The show must go on: SVC music program has no treble in adjusting to COVID protocols

By Erin Brody

As winter break wrapped up, many students, faculty and staff wondered whether Saint Vincent College would return for the start of the spring 2022 semester with Omicron cases on the rise. While the school ultimately chose to return to in-person learning, some programs had to adapt their focuses until COVID cases plateau and decrease.

Credits: SVC Flickr, Caption: A student plays at the 2017 Homecoming and Fall Family Weekend.

Dr. Thomas Octave, chair of fine arts, explained the shifts in the music program and why these shifts had to be accommodated, as music-related events were deemed a COVID super-spreader. However, the music department has “tried to keep things as normal as possible.”


Credits: Dr. Octave Caption: Dr. Thomas Octave is an associative professor of music and chair of fine arts.

As Octave recounted, performances were held in person with masked audiences in the fall of 2021. Performers were even able to have actors perform without masks if they tested negative within a reasonable time before the show. According to Octave, “the fall was a little bit better” due to a lower rate of community transmission of COVID compared to the start of this semester.
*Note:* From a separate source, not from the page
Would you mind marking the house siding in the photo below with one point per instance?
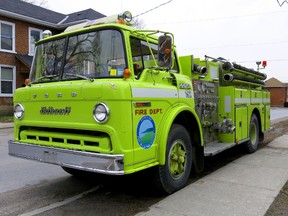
(37, 18)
“Now with this current Omicron surge, we’ve just tried to mitigate more,” Octave said. “We’re trying to keep these two weeks a little more virtual, having ensembles meeting, just keep doing what we’re doing with keeping some distance [and] masking.”

Both bands and choir wear masks during rehearsals, and choir lessons have implemented a virtual format because the act of singing creates “more aerosols” than speech production. The music program has also continued to reference multiple agencies like the CDC and American Choral Directors Association to ensure the best plan of action for the SVC community.

“We are sticking to the health and safety plan of the college, really,” said Octave. “The industry standard is the mask.”

Octave hopes to be back in full swing “in the next week or two,” but until then, the music program will continue to operate with the current system in place.

“We’ll pivot and turn as we need to,” Octave said. “But I’m an eternal optimist, so I’m always looking for the positive dimensions of it all.”

Octave is “grateful to our students and faculty for working together so well” in an attempt to slow the spread of COVID-19, which is why the music program is able to continue with their concert series. Music at Midday, one such series, will continue in February both live and virtually.